Albeit both banks having reassured the public that interest rates would remain stable in recent respective meetings, the Federal Reserve made an emergency rate cut the morning of March 3rd by 0.5%. Canada, whose economy is closely tied to the U.S., quickly followed suit. This signalled a global economic condition, and that there is good reason to be vigilant. Typically, federal banks hold meetings several times throughout the year to assess the current economic status of the country and to determine if, or how, interest rates should be adjusted to best serve the country’s economy. However, the Federal Reserve made this decision in between meetings, something that hasn’t been done in the U.S. since the financial crisis just over a decade ago. Banks also usually adjust interest rates by 0.25%, or similar small increments, and the 0.5% adjustment made by both the U.S. and Canada sent ripples of concern out. Both banks are very clearly sending a message, that economies could soon be headed for a downfall, and central banks are making their best attempts to get ahead of it.
While the nature and size of the recent interest rate cuts are unorthodox, decreasing interest rates are standard practice during periods when the economy is experiencing a contraction. Interest rates are the percentage of a loan that is paid back by the borrower in order to compensate for the risk of the borrow. Evidently, the higher the interest rate, the less demand there is for loans to be taken out, since it will cost the borrower more. Banks understand that people get scared during approaching recessions, and they tend to hold onto their money, for fear of the financial instability that may befall them. However, that only further drains the economy of money, and can amplify the impact of a contractionary period. In aiming to counter that effect, banks look to decrease interest rates in order to incentivize individuals into pumping their money back into the economy by an increase in spending. Often loans are taken out in order to make big purchases, such as buying a car, or finally replacing that old oven. This kind of investment put into the economy can help to jumpstart the process of moving through a recession.
During the 2009 financial crisis, this was part of the rescue plan that was employed in the U.S., when the housing market bubble burst, and Wall Street all but collapsed. At that time, the damage had already been done and interest rates were cut down dramatically to below 1% for years. Canada also cut their interest rates, although the recession was not felt as severely, and returned to higher rates much quicker. Now, with the COVID-19 virus halting crucial manufacturing abroad, global banks are worried that this is the final push towards the recession that people have been fearing.
While the Federal Reserve and the Bank of Canada have not shied away from swift, and somewhat drastic action, they also recognize the limitations of their monetary policy. Adjusting interest rates is important to the economy and is a great first line of defense during economic hardships. However, if a recession were to develop, there would not be many instruments left in their monetary toolbox. Both banks have called for the action to now come from the government, specifically fiscal stimulus plans that would help businesses and consumers to weather the storm. The Canadian government seems to have recognized this, although no concrete plans have been discussed, through the formation of committees focused on the mitigation of the impact of the coronavirus.

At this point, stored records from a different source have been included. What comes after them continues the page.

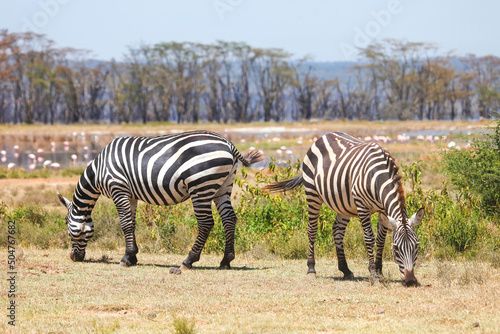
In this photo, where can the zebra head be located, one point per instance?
(405, 244)
(80, 229)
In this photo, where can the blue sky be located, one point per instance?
(325, 30)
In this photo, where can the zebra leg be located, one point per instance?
(381, 234)
(369, 239)
(203, 211)
(339, 227)
(126, 208)
(312, 230)
(229, 219)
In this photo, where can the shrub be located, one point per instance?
(475, 172)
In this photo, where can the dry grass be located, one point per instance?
(257, 296)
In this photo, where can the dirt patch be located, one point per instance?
(36, 191)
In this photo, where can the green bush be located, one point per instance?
(35, 226)
(475, 172)
(448, 227)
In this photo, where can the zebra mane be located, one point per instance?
(398, 183)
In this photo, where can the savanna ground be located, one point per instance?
(263, 293)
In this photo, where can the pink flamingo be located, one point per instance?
(16, 151)
(40, 153)
(32, 164)
(55, 165)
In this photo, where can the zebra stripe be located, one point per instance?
(357, 179)
(163, 170)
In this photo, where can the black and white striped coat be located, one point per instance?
(163, 170)
(355, 178)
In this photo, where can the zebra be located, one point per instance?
(162, 170)
(357, 179)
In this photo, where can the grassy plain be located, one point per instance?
(56, 295)
(263, 293)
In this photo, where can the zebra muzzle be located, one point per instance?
(409, 278)
(77, 256)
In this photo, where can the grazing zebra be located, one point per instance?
(354, 178)
(163, 170)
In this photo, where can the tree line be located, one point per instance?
(234, 82)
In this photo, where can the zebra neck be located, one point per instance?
(86, 193)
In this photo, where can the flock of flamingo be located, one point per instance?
(37, 159)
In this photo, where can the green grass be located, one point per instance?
(257, 296)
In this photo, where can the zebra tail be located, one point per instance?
(251, 158)
(289, 184)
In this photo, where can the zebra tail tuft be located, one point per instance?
(289, 184)
(252, 157)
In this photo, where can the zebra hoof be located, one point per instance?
(185, 267)
(175, 271)
(348, 277)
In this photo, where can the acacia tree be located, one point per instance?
(272, 75)
(8, 47)
(486, 72)
(395, 64)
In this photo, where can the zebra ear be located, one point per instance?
(64, 201)
(416, 218)
(387, 221)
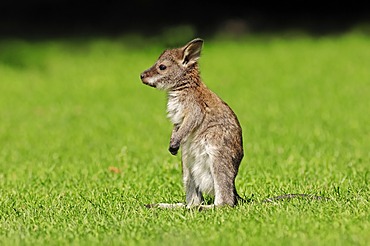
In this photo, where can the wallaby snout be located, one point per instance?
(146, 78)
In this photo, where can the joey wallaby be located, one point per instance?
(204, 126)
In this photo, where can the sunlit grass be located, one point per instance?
(83, 143)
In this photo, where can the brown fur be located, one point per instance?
(204, 126)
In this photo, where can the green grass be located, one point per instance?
(72, 109)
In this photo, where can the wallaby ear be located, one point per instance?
(191, 51)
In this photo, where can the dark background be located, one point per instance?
(41, 18)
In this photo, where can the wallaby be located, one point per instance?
(205, 127)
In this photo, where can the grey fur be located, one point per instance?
(204, 126)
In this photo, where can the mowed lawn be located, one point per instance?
(83, 143)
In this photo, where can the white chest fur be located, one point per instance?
(175, 108)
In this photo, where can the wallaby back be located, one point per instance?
(205, 127)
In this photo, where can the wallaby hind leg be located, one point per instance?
(224, 183)
(194, 196)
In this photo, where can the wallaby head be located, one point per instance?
(173, 65)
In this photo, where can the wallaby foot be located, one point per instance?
(166, 205)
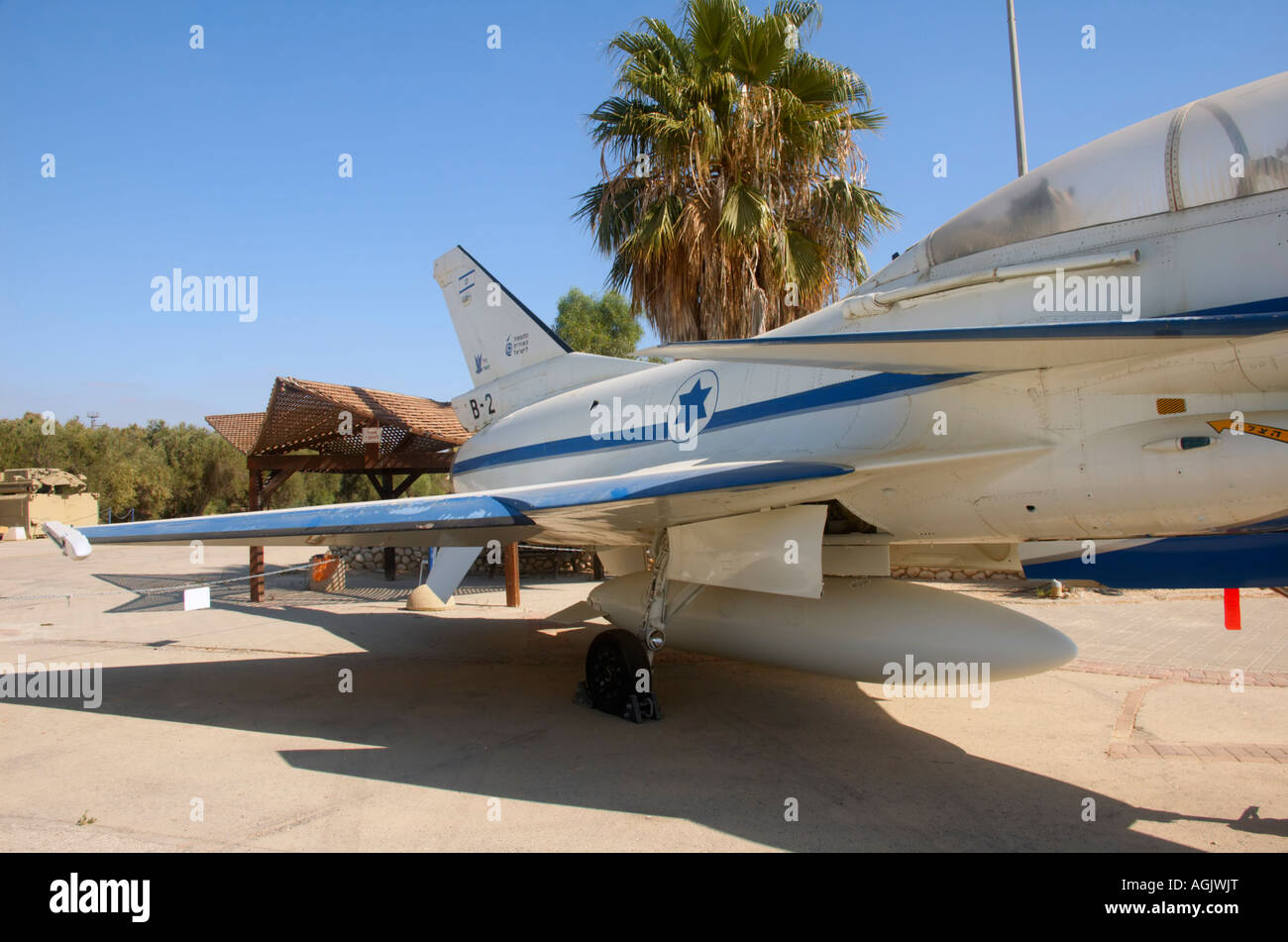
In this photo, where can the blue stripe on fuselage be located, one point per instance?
(864, 389)
(1219, 562)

Meanwhile, south of the border, President Trump has been seemingly reluctant for his administration to take further action. Considering he has touted a thriving economy during his administration, he is not eager to admit that the economy may need a rescue plan.

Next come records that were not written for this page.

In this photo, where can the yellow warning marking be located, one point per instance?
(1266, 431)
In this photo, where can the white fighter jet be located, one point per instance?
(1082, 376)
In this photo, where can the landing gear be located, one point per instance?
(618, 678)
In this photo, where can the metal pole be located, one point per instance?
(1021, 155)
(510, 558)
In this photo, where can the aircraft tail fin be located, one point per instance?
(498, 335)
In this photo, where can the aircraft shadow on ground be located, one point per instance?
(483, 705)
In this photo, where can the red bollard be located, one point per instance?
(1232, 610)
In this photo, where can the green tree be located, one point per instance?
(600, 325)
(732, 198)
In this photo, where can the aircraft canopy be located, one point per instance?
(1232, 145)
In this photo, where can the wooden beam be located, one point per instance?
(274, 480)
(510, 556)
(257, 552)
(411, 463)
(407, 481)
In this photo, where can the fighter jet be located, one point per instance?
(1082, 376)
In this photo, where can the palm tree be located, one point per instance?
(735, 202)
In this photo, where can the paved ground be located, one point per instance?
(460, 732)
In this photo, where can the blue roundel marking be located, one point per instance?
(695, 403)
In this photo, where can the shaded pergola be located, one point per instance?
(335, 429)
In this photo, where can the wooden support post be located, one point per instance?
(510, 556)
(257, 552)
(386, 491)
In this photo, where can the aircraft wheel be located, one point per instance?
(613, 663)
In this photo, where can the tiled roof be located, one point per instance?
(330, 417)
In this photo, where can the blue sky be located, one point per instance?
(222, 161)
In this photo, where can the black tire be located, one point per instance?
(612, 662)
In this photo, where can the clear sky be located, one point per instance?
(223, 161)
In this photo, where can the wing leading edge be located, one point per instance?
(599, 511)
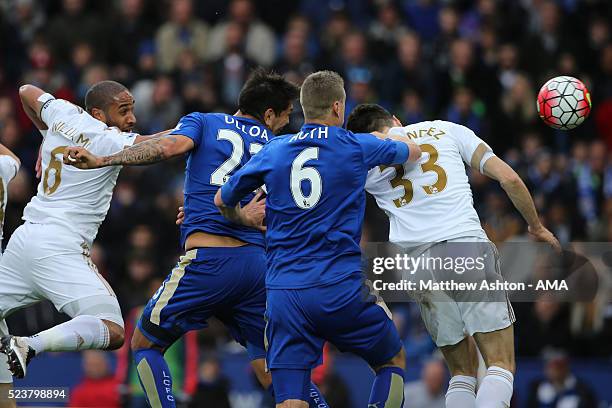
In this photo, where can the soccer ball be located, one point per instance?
(564, 102)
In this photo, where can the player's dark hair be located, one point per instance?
(369, 117)
(101, 95)
(266, 90)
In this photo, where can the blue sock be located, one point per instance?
(155, 378)
(388, 388)
(315, 398)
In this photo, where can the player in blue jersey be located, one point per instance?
(223, 270)
(314, 212)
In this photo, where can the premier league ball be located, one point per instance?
(564, 102)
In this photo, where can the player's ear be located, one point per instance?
(269, 117)
(98, 114)
(337, 108)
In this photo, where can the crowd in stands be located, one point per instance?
(479, 63)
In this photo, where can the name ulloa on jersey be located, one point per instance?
(253, 131)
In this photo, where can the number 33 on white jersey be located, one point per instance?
(431, 200)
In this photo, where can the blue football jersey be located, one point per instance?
(316, 201)
(223, 143)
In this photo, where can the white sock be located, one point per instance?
(461, 392)
(496, 389)
(81, 333)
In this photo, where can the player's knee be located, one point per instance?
(259, 368)
(463, 367)
(116, 335)
(292, 404)
(6, 402)
(399, 360)
(505, 363)
(140, 341)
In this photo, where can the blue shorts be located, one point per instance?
(299, 321)
(227, 283)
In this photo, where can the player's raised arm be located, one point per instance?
(242, 183)
(414, 151)
(518, 193)
(374, 119)
(32, 99)
(158, 148)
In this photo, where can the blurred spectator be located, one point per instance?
(260, 44)
(560, 388)
(134, 30)
(332, 34)
(26, 18)
(544, 326)
(232, 69)
(183, 31)
(411, 109)
(385, 32)
(423, 17)
(294, 62)
(213, 388)
(448, 20)
(517, 108)
(479, 63)
(462, 110)
(543, 46)
(406, 72)
(158, 107)
(99, 388)
(74, 25)
(430, 390)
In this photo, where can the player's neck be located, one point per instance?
(323, 121)
(246, 115)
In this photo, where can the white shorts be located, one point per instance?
(5, 375)
(451, 316)
(45, 261)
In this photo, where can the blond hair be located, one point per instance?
(319, 92)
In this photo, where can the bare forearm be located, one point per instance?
(5, 151)
(148, 152)
(522, 201)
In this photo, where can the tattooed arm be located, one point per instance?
(150, 151)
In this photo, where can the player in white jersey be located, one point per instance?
(9, 166)
(48, 257)
(429, 204)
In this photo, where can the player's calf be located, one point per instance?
(388, 387)
(153, 371)
(462, 361)
(497, 348)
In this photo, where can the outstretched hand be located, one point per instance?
(81, 158)
(541, 233)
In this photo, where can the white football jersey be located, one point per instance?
(431, 200)
(8, 170)
(77, 199)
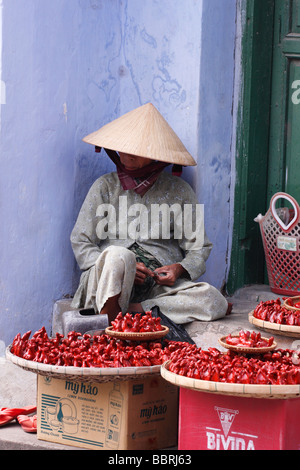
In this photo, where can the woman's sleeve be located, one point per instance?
(83, 238)
(194, 242)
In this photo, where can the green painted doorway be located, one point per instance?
(268, 134)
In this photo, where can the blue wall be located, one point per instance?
(71, 66)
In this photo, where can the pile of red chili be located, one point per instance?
(274, 312)
(138, 323)
(278, 367)
(250, 339)
(86, 351)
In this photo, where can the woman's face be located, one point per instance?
(131, 162)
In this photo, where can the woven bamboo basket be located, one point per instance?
(289, 303)
(275, 328)
(83, 374)
(240, 390)
(131, 336)
(245, 349)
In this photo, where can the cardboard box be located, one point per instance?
(222, 422)
(135, 414)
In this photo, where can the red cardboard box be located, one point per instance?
(209, 421)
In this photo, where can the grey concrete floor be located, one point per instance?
(18, 387)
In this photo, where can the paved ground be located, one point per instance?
(18, 387)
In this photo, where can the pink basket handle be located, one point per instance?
(295, 206)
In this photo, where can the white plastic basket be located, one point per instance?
(280, 230)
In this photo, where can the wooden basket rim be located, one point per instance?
(82, 373)
(131, 336)
(223, 388)
(290, 307)
(277, 328)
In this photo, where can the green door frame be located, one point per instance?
(247, 257)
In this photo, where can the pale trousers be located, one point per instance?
(114, 274)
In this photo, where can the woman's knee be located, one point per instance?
(116, 254)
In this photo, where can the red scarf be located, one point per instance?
(139, 180)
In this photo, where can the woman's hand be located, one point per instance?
(141, 273)
(168, 275)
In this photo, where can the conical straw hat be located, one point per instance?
(145, 133)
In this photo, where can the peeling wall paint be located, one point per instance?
(70, 67)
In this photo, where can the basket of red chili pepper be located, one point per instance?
(248, 342)
(85, 358)
(273, 315)
(275, 374)
(293, 303)
(138, 327)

It’s clear that the Bank of Canada and the Federal Reserve have taken appropriate pre-emptive measures, if somewhat drastic, and now it’s time for politicians to do the same. America is one of the world’s most influential economies, and the global community will mimic what the U.S. endures, which means that appropriate preventive measures should be taken all the more seriously. China manufactures mammoth amounts of raw materials and partial parts that are assembled and sold internationally, making the COVID-19 virus fearsome for both economic and health reasons. If central banks are taking responsible measures to protecting the economy and its consumers, so should the government.

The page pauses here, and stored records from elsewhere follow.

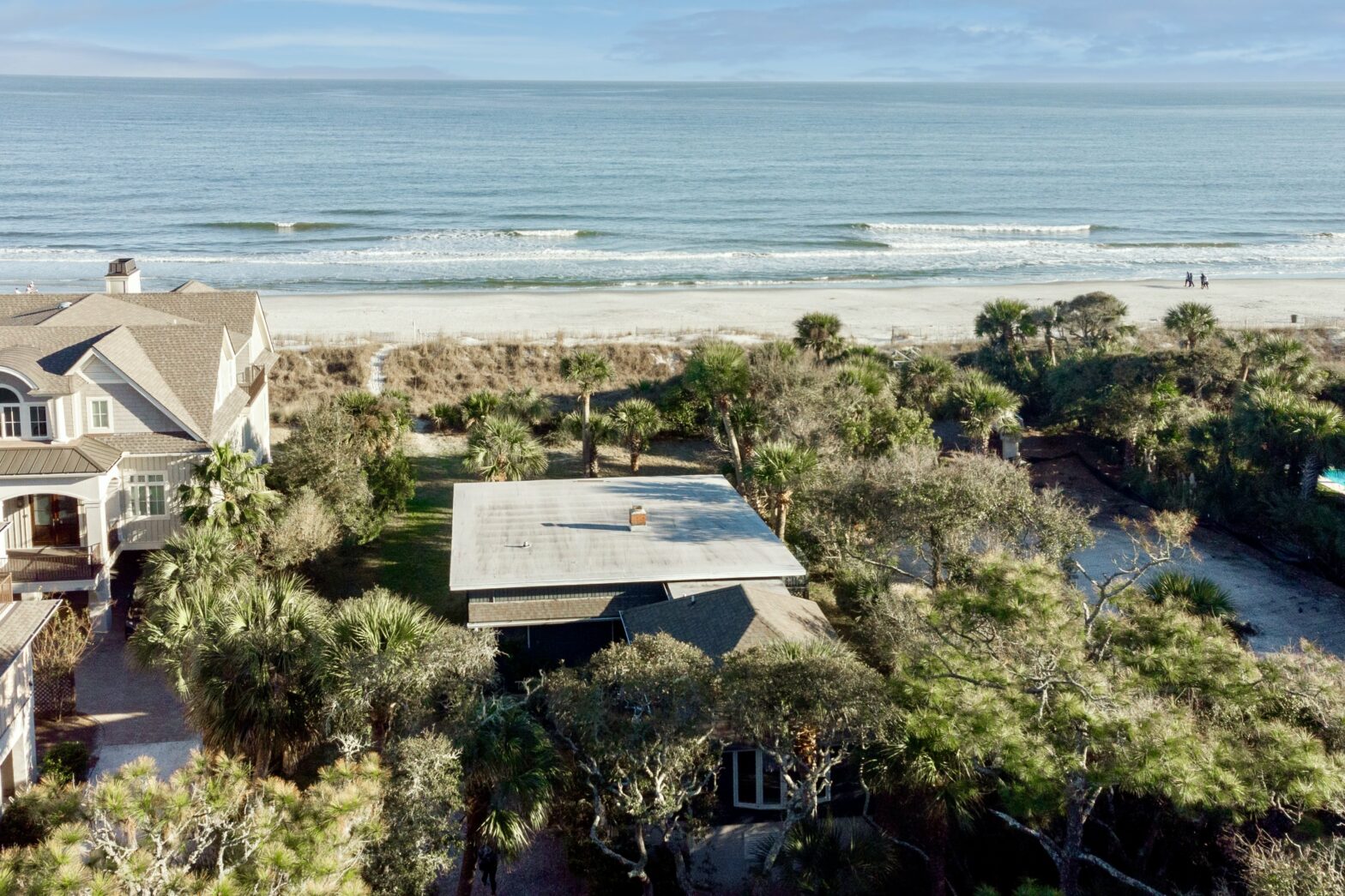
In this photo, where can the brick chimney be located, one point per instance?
(123, 276)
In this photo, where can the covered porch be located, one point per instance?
(57, 529)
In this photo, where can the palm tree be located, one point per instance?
(1006, 323)
(1193, 322)
(923, 382)
(635, 421)
(377, 652)
(443, 415)
(182, 586)
(931, 763)
(1283, 362)
(822, 858)
(256, 683)
(818, 333)
(1290, 432)
(227, 489)
(719, 373)
(1198, 595)
(476, 406)
(1245, 342)
(779, 468)
(509, 765)
(502, 449)
(196, 558)
(866, 374)
(1051, 323)
(985, 406)
(587, 370)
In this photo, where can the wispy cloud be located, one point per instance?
(336, 39)
(63, 58)
(425, 6)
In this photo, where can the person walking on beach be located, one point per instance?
(488, 861)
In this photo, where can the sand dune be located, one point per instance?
(869, 314)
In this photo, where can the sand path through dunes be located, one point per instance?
(869, 314)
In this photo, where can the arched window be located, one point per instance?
(9, 415)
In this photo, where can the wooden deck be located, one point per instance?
(51, 564)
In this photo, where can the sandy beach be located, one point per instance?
(869, 314)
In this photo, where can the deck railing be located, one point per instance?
(71, 564)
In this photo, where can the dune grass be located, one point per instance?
(445, 370)
(305, 378)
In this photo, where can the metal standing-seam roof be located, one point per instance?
(732, 617)
(21, 622)
(82, 456)
(575, 532)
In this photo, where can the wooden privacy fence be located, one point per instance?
(52, 695)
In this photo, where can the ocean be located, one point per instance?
(329, 186)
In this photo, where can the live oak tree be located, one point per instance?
(208, 827)
(809, 707)
(588, 370)
(639, 721)
(423, 803)
(1095, 321)
(919, 517)
(1058, 704)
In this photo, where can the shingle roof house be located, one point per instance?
(21, 623)
(106, 400)
(725, 619)
(558, 564)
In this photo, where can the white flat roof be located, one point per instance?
(577, 533)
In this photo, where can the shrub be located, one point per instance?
(66, 761)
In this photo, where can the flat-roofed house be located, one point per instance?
(106, 400)
(21, 623)
(554, 564)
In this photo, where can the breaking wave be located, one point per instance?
(977, 227)
(274, 225)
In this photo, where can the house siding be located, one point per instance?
(148, 533)
(16, 737)
(19, 532)
(130, 411)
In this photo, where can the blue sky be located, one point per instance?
(679, 40)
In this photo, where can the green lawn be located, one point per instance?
(412, 555)
(413, 550)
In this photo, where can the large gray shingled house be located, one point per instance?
(106, 400)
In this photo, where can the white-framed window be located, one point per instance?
(100, 413)
(11, 415)
(757, 782)
(38, 421)
(148, 496)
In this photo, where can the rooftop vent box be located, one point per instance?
(123, 276)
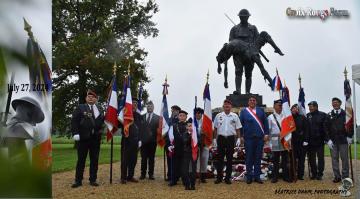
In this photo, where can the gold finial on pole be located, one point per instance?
(129, 68)
(345, 73)
(165, 85)
(27, 28)
(207, 76)
(114, 68)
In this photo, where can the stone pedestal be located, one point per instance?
(241, 100)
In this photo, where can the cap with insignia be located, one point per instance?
(313, 103)
(199, 110)
(90, 92)
(176, 107)
(227, 101)
(336, 99)
(182, 111)
(278, 101)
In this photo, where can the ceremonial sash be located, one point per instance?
(256, 118)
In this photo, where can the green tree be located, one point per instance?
(88, 37)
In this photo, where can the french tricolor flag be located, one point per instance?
(126, 116)
(277, 86)
(207, 125)
(111, 120)
(288, 123)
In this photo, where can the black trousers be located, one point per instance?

Ultimately, what is most feared by businesses and consumers alike right now, is uncertainty. The financial experts and economic professionals clearly are concerned about what could happen, but they are not fortune tellers. Only time will tell what comes of the global economy, but some fiscal cushioning by governments would be reassuring. The most responsible thing for politicians to do now is to prepare careful fiscal stimulus plans, in case we really do need them.